In
“Becoming a Weapons Scientist, ” Hugh Gusterson (http://en.wikipedia.org/wiki/Hugh_Gusterson)
examines the scientists who develop nuclear weapons for the United States
Military from an anthropological perspective (2004). Interestingly, Gusterson himself was once an anti-nuclear
activist and seems to remain against the development of such weapons, thus
providing him with certain biases and viewpoints on nuclear science that make
for interesting discussion over the course of his involvement in the lab. However, as his study of Lawrence
Livermore National Laboratory’s scientists progresses, in particular his
research pertaining to a young and very much unique physicist named Sylvia, his
fear of nuclear holocaust are lessened.
By understanding the motives of individuals working in the nuclear
complex (which often coincide with his own surprisingly enough), he looses many
of his preconceived notions and fears pertaining to nuclear arms.
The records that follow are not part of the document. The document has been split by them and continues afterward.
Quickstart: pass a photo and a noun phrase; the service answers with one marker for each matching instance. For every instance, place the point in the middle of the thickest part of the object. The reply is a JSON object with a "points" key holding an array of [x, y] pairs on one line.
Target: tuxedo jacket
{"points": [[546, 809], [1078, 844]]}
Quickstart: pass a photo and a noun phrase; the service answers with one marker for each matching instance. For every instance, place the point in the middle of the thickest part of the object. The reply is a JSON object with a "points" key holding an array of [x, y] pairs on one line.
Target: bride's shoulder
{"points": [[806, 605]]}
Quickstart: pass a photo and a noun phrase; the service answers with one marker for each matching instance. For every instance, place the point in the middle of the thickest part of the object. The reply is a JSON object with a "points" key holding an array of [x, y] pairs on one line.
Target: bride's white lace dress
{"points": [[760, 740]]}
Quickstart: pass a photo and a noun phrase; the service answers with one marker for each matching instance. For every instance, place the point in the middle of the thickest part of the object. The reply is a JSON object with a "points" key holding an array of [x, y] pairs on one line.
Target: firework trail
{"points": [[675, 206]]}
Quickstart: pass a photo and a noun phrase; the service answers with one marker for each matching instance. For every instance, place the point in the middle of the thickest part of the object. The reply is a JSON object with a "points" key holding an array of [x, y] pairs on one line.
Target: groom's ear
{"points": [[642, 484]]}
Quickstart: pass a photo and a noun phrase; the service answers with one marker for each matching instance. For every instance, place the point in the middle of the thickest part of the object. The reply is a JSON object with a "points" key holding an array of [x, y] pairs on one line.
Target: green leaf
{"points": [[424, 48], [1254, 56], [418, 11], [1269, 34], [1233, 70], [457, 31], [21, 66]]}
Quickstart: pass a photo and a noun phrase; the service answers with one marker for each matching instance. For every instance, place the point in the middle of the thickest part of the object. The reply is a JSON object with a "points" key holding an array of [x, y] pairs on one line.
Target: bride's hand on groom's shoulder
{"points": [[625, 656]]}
He is very much aware of his positions,
adding a rather reflexive side to his own discussions.
His
research, however, is not only focused on the evolution of his ideas, but also
of those of his subjects. At one
point he discusses how their interactions change all those involved. His ideas influence the scientists in
the lab as much as their ideas influence by him. In this sense, Gusterson points out that learning and understanding
do not exist in vacuum, nor are they properties of the researcher alone.
Perhaps
the most striking concept Gusterson touches on is the re-socialization of new
laboratory recruits. I myself
found this to coincide with ideas developed in “How medicine constructs its
objects” (Byron 1994). As I
mentioned in my previous post “How We Change,” medical training often isolates
those who undergo the process of learning about the body. They cease to see themselves as a
person amongst people, but as a body amongst bodies. The strangeness that greater understanding of the physical
aspects of the human condition and the intimate nature of the patient-doctor
relationship leads to the separation of physicians from the rest of humanity is
both disturbing and thought provoking.
It, in turn, leads to my question concerning whether or not other
specialists feel such isolation.
Gusterson
shows the nuclear complex indoctrinates new recruits to the lab. The lab actively “produces new
thinking, feeling, believing, [and] acting selves among its scientists” (Gusterson 2004, 10). That is to say, their education changes
the ways they think and perceive the world. Even their senses of morality are affected by their work
environment, as demonstrated in Sylvia.
However, they do not seem nearly as isolated as the medical students
portrayed in “How medicine constructs its objects,” rather quite the opposite
as they actively pursue interests that seem almost too normal for bomb builders. Perhaps this is because nuclear physics
does not pertain to the human body, nor do these scientists focus on how
nuclear weapons change people.
What is key to the difference between physicists and doctors is that nuclear
scientists can journey beyond that lab to learn about opposing views on nuclear
weapons while physicians cannot simply unlearn their knowledge of the body and
how our perceptions are influenced by our physical existences (for are our
perceptions any more than our understandings of interactions between our
physical selves and the world around us?). Thus, while knowledge does set those who pursue it apart
from others with less understanding of certain phenomena, it seems safe to say
that analyzing our own existences isolates more than understanding the outside
world for it challenges and changes our notions of what it means to be human.